Many years ago, my dad told me you can make anything you can make from crude oil from hemp...
going to sleep
 
yeah even more you can do, all those furniture you have at home could be made from hemp too
biofuel too, food oils, etc etc
the firts levis jeans where made from hemp too
very sturdy
going to watch a movie now and prepare for bed :)
 
 
2 hours later…
9:58 PM
@Zanna I mean that, in a statically typed language, types exist in the code. Occurrences of text like x + y have type. In contrast, in a dynamically typed language, the data that are produced when x + y is evaluated--that is, when an operation it denotes gets performed as part of running the programming--are what have type.

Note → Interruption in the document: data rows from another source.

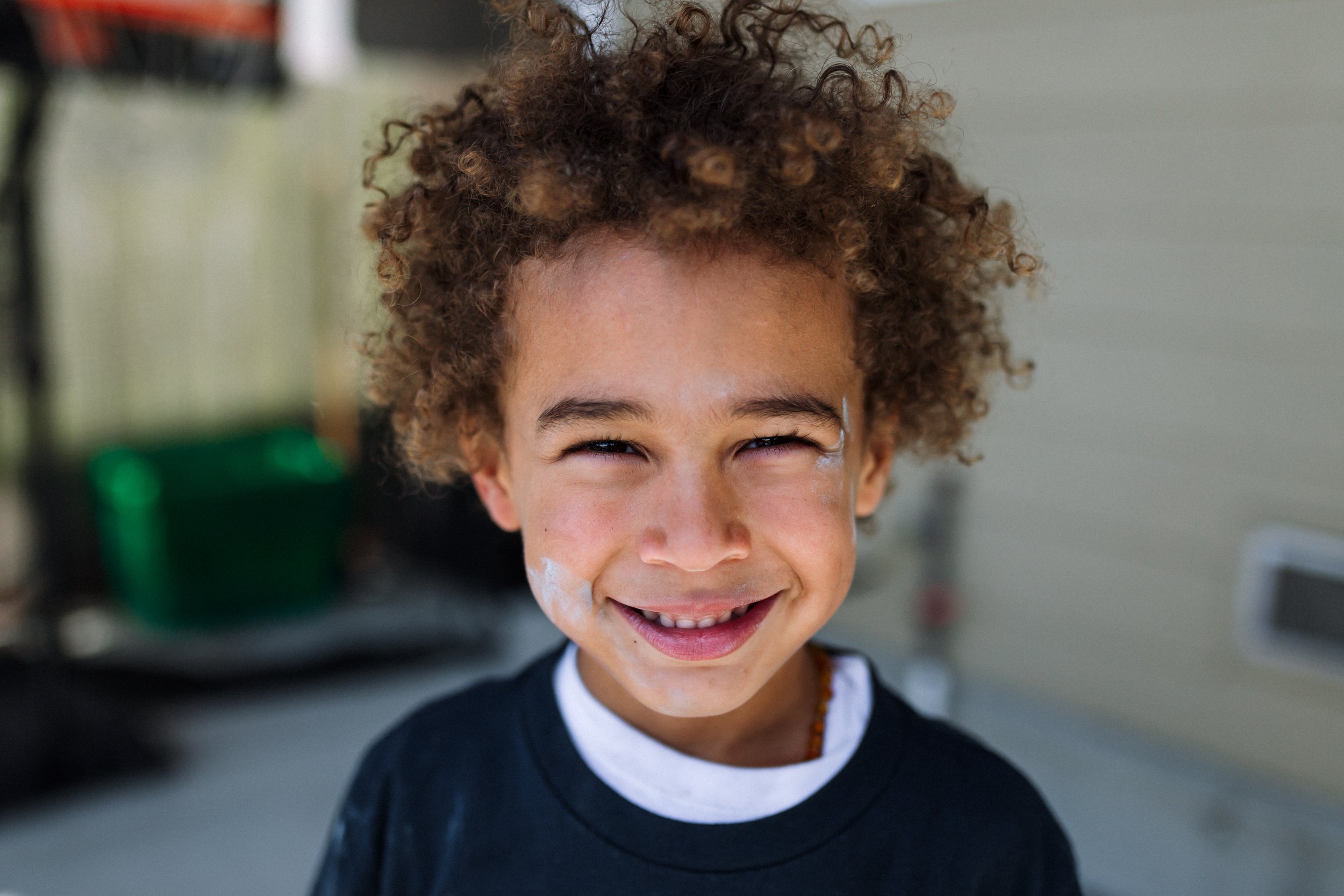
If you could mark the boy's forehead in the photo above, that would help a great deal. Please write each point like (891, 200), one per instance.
(717, 326)
(686, 328)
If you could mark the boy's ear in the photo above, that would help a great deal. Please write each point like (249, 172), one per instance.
(494, 485)
(875, 473)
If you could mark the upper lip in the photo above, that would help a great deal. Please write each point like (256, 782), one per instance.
(694, 607)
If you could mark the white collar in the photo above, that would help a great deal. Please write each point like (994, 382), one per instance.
(674, 785)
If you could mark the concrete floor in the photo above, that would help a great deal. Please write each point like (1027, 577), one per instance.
(248, 812)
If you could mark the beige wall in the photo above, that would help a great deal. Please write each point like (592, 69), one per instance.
(1183, 166)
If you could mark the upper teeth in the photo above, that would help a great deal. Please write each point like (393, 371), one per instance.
(692, 622)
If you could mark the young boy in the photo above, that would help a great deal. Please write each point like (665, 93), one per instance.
(674, 300)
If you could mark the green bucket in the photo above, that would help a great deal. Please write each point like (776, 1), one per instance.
(224, 532)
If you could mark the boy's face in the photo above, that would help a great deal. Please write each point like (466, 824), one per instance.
(684, 440)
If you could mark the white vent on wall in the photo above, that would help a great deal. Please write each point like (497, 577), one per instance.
(1292, 598)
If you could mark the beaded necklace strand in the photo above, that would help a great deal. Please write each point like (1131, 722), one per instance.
(819, 722)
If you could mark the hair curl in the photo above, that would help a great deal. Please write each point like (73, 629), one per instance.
(767, 123)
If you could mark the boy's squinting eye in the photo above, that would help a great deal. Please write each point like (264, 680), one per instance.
(601, 447)
(777, 442)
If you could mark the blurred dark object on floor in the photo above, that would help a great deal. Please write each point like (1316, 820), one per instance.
(57, 734)
(219, 532)
(442, 528)
(448, 27)
(217, 44)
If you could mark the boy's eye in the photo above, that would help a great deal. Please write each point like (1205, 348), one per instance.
(604, 447)
(775, 442)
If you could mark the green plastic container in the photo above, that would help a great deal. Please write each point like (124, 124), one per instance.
(225, 532)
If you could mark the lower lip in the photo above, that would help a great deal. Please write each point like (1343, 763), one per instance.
(699, 644)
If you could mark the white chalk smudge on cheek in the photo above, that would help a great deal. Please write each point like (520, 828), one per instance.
(565, 597)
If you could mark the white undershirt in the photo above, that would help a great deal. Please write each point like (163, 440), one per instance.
(674, 785)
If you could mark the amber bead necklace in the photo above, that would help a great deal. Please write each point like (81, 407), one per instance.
(819, 720)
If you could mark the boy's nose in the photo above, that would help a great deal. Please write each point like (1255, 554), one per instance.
(694, 527)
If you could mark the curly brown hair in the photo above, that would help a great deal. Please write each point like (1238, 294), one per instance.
(768, 124)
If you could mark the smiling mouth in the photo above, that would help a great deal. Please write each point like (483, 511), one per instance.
(698, 637)
(670, 621)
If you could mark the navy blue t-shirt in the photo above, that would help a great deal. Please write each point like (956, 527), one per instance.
(484, 793)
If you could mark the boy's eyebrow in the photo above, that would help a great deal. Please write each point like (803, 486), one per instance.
(580, 409)
(791, 405)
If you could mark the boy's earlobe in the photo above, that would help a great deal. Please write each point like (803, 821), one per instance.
(496, 492)
(875, 473)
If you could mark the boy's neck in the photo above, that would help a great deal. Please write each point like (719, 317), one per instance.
(772, 728)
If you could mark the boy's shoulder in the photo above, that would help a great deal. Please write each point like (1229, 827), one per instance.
(963, 785)
(479, 719)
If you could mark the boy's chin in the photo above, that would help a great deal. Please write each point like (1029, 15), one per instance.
(691, 693)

* as part of running the program
This article explains the notion of an expression in computer science. I am using "expression" in that way, but I would like to distinguish more sharply between (a) things being named and (b) the text that is used to name them. That article says "2+3 is an arithmetic and programming expression which evaluates to 5." I do write things like that, sometimes.
But it is more precise--and, in the context of distinguishing between static and dynamic typing, conceptually important--to recognize that "2+3" denotes the actual text 2+3 as it would appear in source code, while "5" denotes something more abstract (or abstract in a different way, if you consider text to be abstract, which really it is, too). It would be more accurate to say that "2+3 is an arithmetic and programming expression that evaluates to 5."
The difference is subtle, but SE chat's CSS makes it seems subtler than it is: unlike in that Wikipedia article, I have formatted "2+3" as code, but I have not formatted "5" as code. The Wikipedia article could just have well said, "5 is an arithmetic and programming expression that evaluates to 5." That is, the text "5" is the expression; the abstract thing we mean when we say "5", i.e., 5, is the value. (Strongly related.)